Die Hilfsorganisation Pro Asyl unterstützte Gaucks Appell: „Es ist unerträglich, dass afghanische Flüchtlinge zwei Jahre und länger auf ihre Anerkennung warten und so lange von Integrationskursen ausgeschlossen sind“, sagte Geschäftsführer Günter Burkhardt, der an der Veranstaltung im Schloss Bellevue teilnahm. Trotz einer Anerkennungsquote bei Afghanen von 77 Prozent 2015 verhindere dass Bundesinnenministerium damit die Integration.

Gauck sagte weiter, Integrationspolitik werde die Gesellschaft viel kosten - „viel Energie, viel Engagement, und wahrscheinlich auch viel Geld“. Integration könne nicht allein vom Staat gestaltet werden, gefordert seien Alteingesessene, Menschen aus Einwandererfamilien und Neuankömmlinge gleichermaßen. Insbesondere Einwandererfamilien könnten zu Brückenbauern werden.

Zur Integration gehöre auch, sich den Konflikten einer Einwanderungsgesellschaft zu stellen. „Migration, freiwillige ebenso wie erzwungene, bringt Spannungen hervor“, sagte Gauck. Oft spielten dabei Verlustängste eine Rolle: Die Neuankömmlinge fühlten sich fremd, fürchteten um ihre Lebensart. Einheimische hätten Sorge, dass sich ihre vertraute Umgebung verändere. Diese Verunsicherung dürfe nicht verschwiegen, sondern müsse friedlich ausgetragen werden. Nicht hinnehmbar sei aber, „dass einige zu Brandstiftern werden.“

„Konflikte sind kein Zeichen für gescheiterte Integration, ganz im Gegenteil!“, betonte Gauck. Niemand, der sich an die Spielregeln halte, dürfe von dieser Diskussion ausgeschlossen werden. Der Meinungsstreit ende aber dort, wo Gewalt ins Spiel komme und gegen Gesetze verstoßen werde. „Die Gesetze gelten für alle, die hier leben, ganz gleich, woher sie kommen und wie lange sie bei uns sind.

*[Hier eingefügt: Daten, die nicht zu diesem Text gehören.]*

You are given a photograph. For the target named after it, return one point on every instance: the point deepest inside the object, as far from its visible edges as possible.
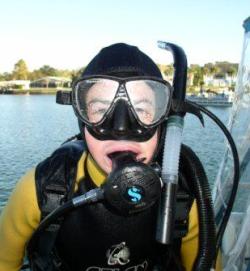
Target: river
(32, 126)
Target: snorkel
(172, 146)
(170, 169)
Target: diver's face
(102, 149)
(101, 95)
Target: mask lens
(94, 97)
(150, 99)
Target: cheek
(93, 144)
(150, 146)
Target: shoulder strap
(55, 181)
(55, 176)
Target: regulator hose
(199, 185)
(236, 176)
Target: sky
(67, 34)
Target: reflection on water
(31, 127)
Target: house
(51, 82)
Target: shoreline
(34, 91)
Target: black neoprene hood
(122, 58)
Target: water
(33, 126)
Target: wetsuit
(21, 217)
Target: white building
(20, 84)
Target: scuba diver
(122, 105)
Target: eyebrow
(144, 101)
(96, 100)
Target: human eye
(145, 113)
(96, 110)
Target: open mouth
(134, 155)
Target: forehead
(106, 87)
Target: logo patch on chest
(118, 254)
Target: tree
(46, 70)
(20, 71)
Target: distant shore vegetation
(198, 76)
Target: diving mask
(139, 103)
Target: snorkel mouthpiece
(132, 186)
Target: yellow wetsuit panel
(21, 217)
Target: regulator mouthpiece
(132, 186)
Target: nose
(121, 121)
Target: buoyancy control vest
(95, 237)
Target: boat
(236, 241)
(217, 100)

Für kulturelle Eigenarten, die Gesetzen zuwiderlaufen, kann es keine mildernden Umstände geben.“

Die Kölner Oberbürgermeisterin Henriette Reker forderte in der Diskussion, Probleme der Integration offen zu benennen. Seit den Übergriffen auf Frauen in der Kölner Silvesternacht würden viel mehr Menschen ihre Ängste und Zweifel offenbaren. Überfordert sei Köln mit derzeit 12 500 Flüchtlingen aber nicht. „Davon kann eine Millionenstadt nicht in die Knie gehen“, sagte Reker.